The Making of a Router

Shawn Wilson ag4ve.us at gmail.com
Sat Dec 28 15:45:24 UTC 2013



Chris Adams <cma at cmadams.net> wrote:
>Once upon a time, Shawn Wilson <ag4ve.us at gmail.com> said:
>> I was hoping someone could give technical insight into why this is
>good or not and not just "buy a box branded as a router because I said
>so or your business will fail". I'm all for hearing about the business
>theory of running an ISP (not my background or day job) but didn't
>think that's what the OP was asking about (and it didn't seem they were
>taking business suggestions very well anyway).
>
>There's been some technical insight here I would say.  I'm a big Linux,
>Open Source, and Free Software advocate, and I'll use Linux-based
>systems for routing/firewalling small stuff, but for high speed/PPS,
>get
>a router with a hardware forwarding system (I like Juniper myself).
>
>You can build a decently-fast Linux (or *BSD) system, but you'll need
>to
>spend a good bit of time carefully choosing motherboards, cards, etc.
>to
>maximize packet handling, possibly buying multiple of each to find the
>best working combination.  Make sure you buy a full set of spares once
>you find a working combination (because in the PC industry, six months
>is a lifetime).  Then you have to build your OS install, tweaking the
>setup, network stack, etc.
>
>After that, you have to stay on top of updates and such (so plan for
>more reboots); while on a hardware-forwarding router you can mostly
>partition off the control plane, on a Linux/*BSD system, the base OS is
>the forwarding plane.  Also, if something breaks, falls over under an
>attack, etc., you're generally going to be on your own to figure it
>out.
>Maybe you can Google the answer (and hope it isn't "that'll be fixed in
>kernel 3.<today's version+2>.  Not saying that doesn't happen with
>router vendors (quoting RFCs at router engineers is "fun"), but it is
>IMHO less often.
>
>The question becomes: what is your time worth?  You could spend
>hundreds
>of hours going from the start to your satisfactory in-service router,
>and have a potentially higher upkeep cost.  Can you hire somebody with
>all the same Linux/*BSD knowlege as yourself, so you are not on-call
>for
>your home-built router around the clock?
>
>I've used Linux on all my computers for almost 20 years, I develop on
>Linux, and contribute to a Linux distribution.  However, when I want to
>record TV to watch later, I plug in a TiVo, not build a MythTV box.
>There is a significant value in "just plug it in and it works", and if
>you don't figure your time investment (both up-front and on-going) into
>the cost, you are greatly fooling yourself.

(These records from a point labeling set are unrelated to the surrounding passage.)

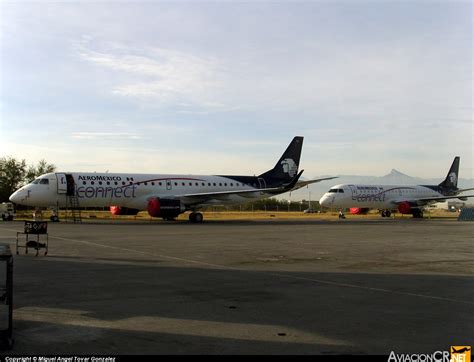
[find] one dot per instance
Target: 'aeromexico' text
(90, 192)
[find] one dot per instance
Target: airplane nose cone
(17, 196)
(14, 197)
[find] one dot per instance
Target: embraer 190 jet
(163, 195)
(406, 199)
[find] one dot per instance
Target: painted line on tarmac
(281, 275)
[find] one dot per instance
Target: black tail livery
(286, 168)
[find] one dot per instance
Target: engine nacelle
(165, 208)
(405, 208)
(359, 210)
(121, 210)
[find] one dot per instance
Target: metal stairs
(72, 205)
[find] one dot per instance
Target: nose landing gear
(196, 217)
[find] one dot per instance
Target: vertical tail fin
(287, 166)
(451, 180)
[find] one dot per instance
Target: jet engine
(165, 208)
(121, 210)
(359, 210)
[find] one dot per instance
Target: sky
(222, 87)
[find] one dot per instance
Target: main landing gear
(386, 213)
(195, 217)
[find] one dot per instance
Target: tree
(42, 168)
(12, 176)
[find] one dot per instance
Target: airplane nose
(18, 196)
(323, 201)
(14, 197)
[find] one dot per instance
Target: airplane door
(62, 183)
(353, 191)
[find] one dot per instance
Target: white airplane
(406, 199)
(162, 195)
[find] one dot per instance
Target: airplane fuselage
(134, 190)
(377, 196)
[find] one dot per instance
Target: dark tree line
(15, 173)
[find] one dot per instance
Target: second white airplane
(162, 195)
(406, 199)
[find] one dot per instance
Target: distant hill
(395, 177)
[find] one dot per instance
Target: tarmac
(245, 287)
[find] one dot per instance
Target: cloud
(105, 135)
(156, 74)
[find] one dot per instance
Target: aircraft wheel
(195, 217)
(198, 217)
(418, 214)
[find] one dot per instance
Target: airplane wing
(301, 184)
(424, 201)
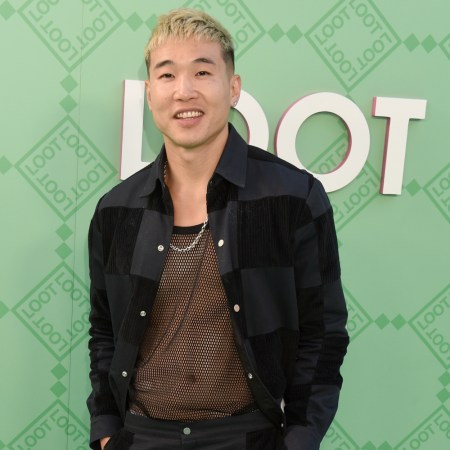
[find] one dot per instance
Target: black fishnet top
(188, 367)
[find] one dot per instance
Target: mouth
(188, 114)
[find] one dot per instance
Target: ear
(147, 94)
(235, 88)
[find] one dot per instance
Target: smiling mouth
(188, 114)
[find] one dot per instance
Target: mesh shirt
(188, 367)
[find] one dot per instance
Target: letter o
(358, 133)
(255, 119)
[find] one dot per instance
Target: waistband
(241, 423)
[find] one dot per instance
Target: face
(190, 91)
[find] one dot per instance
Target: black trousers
(252, 431)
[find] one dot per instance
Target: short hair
(185, 23)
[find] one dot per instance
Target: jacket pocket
(122, 440)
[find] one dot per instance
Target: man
(217, 313)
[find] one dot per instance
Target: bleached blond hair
(186, 23)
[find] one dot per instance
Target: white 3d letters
(358, 139)
(399, 111)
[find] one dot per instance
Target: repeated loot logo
(350, 59)
(348, 202)
(66, 146)
(48, 19)
(438, 189)
(56, 425)
(430, 433)
(431, 324)
(236, 17)
(60, 294)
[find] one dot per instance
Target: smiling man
(217, 313)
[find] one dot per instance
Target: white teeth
(189, 114)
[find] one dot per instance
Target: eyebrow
(169, 62)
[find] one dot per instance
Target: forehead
(185, 51)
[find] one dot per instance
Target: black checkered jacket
(278, 261)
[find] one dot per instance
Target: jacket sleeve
(311, 398)
(105, 417)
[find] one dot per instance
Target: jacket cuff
(102, 426)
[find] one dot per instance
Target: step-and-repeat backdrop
(63, 67)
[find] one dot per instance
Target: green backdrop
(63, 63)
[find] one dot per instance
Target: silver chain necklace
(199, 235)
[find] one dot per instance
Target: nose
(185, 89)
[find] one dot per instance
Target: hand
(104, 441)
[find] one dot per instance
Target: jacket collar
(232, 164)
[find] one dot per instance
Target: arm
(312, 395)
(105, 417)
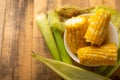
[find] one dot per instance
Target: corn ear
(97, 29)
(75, 30)
(103, 55)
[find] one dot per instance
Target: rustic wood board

I agree with all of this to some degree. IDK whether cost of ownership on a hardware router or a desktop is more or less - I jus haven't done the research. We use them at work and at home I have Cisco and Linksys gear (plus Linux doing some things the router could like DHCP) - go figure.

I agree that some network cards and boards work better than others (and am partial to the Intel Pro cards - though I'm unsure if they're still the best). I would also hesitate to route that much traffic with a PC. Though, I have no technical reason for this bias. 

If you have hardware in production, you really should have a spare - whether we're talking servers, HDDs, batteries, or routers. Ie, that comment is not unique to servers. I also don't think warranty has any bearing on this - I've seen servers stay down for over a day because (both HP and Dell for their respective hardware) screwed up and the company didn't budget for a spare board and I've seen a third of a network be taken out because multiple switch ports just died. How much would a spare switch have cost compared to 50 people not online?

At any rate, I'm interested in this because I've worked in both environments and haven't seen a large difference between the two approaches (never worked at an ISP or high bandwidth web environment though). I do like the PC router approach because it allows more versatility wrt dumping packets (no need to dig out that 10mbit dumb hub and throttle the whole network), I can run snort or do simple packet inspection with iptables (some routers can do this but most can't or require a license). So I'm sorta leaning to the PC router as being better - maybe not cheaper but better.